CCBIO Special Seminar – Michael Rogers

Michael Rogers, Harvard Medical School and the Vascular Biology Program, Boston Children's Hospital, will give a talk on intriguing discoveries recently made in his laboratory about interactions among lesions, nerves, and immune cells in endometriosis.
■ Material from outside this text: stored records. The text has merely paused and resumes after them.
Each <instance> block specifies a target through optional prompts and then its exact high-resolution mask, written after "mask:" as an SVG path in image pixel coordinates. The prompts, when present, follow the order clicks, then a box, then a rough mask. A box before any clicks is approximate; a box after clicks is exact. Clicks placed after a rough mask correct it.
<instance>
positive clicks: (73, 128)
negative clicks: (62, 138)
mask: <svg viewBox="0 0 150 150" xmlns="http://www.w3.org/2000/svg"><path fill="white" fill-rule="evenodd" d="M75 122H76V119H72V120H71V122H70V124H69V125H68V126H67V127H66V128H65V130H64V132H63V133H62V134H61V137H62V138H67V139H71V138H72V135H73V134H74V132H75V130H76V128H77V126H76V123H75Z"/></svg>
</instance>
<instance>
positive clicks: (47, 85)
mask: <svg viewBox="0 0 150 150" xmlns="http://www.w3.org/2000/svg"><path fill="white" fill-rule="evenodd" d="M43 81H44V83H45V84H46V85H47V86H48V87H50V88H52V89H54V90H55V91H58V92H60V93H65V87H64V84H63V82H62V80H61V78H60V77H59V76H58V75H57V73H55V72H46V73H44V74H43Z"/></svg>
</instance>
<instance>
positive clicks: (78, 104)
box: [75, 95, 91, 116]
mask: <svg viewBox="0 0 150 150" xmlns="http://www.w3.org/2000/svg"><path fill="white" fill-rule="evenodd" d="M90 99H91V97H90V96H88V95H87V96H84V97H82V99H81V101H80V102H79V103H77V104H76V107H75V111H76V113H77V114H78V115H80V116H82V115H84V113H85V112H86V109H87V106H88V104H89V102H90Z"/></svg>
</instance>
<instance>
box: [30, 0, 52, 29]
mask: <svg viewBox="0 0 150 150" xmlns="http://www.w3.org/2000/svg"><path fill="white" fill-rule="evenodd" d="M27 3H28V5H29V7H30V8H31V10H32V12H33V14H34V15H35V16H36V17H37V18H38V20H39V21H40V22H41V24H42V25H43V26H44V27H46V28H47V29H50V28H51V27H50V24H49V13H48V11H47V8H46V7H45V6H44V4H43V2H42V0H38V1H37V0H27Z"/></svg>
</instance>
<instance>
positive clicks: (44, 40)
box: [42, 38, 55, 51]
Join us also for the informal pizza get-together in the hall following the talk!

Main content

Welcome to a CCBIO Special Seminar on the topic metastasis without a tumor.

Speaker: Michael Rogers, Harvard Medical School and the Vascular Biology Program, Boston Children's Hospital

Title: “Neuro-immune communication in endometriosis, a novel therapeutic target?” 

Chair: Agnete Engelsen

When: Thursday March 23 at 14.30-15.45

Place: Auditorium 4, BBB, Bergen

Join us also for the informal pizza get-together in the hall following the talk!

Abstract: Endometriosis is a painful and debilitating inflammatory disease that affects approximately 10% of reproductive-age women.  Treatment options are currently limited to NSAIDs, hormones, and surgery.  For ~30% of patients, none of these options are effective and for many, symptom relief is only temporary.  Because neuroimmune communication plays a role in several inflammatory conditions, we sought evidence for a role for neuroimmune communication in endometriosis-associated pain and lesion growth.
To that end, we leveraged our mouse model of endometriosis-associated pain.  We found that: 

  • Mouse and human lesions are highly innervated by peptidergic nociceptors.  In lesion-bearing mice, dorsal root ganglia (DRGs) showed activation of peptidergic nociceptors.  
  • Calcium imaging of mouse DRG neurons showed that mouse endometriosis lesions directly activate nociceptors.  Lesion-secreted VEGF and PLGF induce neuropeptide release by cultured DRG neurons. 
  • Targeted ablation of TRPV1+ nociceptors by genetic (TRPV1-cre/DTA) or chemical (RTX) means reduced not only mechanical and spontaneous pain, but also lesion size, suggesting that neuropeptide release contributes to lesion maintenance and/or growth.
  • Blocking TRPV1+ nociceptor signaling reduced neuropeptide release in vitro and mechanical and spontaneous pain, and lesion size in mice. 
  • RTX-treatment reduced F4/80+Ly6C+ cells both in the peritoneal cavity (PerC) and lesions.  In co-culture, CGRP stimulated mouse PerC macrophages to release soluble factors that stimulate endometriosis epithelial cell growth.  CGRP also impaired macrophage efferocytosis.  Depleting resident macrophages with clodronate reduced endometriosis lesion size.  
  • Blocking CGRP-RAMP1 signaling with 4 different drugs reduced pain and lesion size on our mouse model.

We conclude that neuroimmune communication mediates lesion growth and pain in our endometriosis model.  This implies that blocking neuroimmune communication may be effective in treating endometriosis.  A salient example of such an approach would be CGRP pathway antagonists currently used for migraine.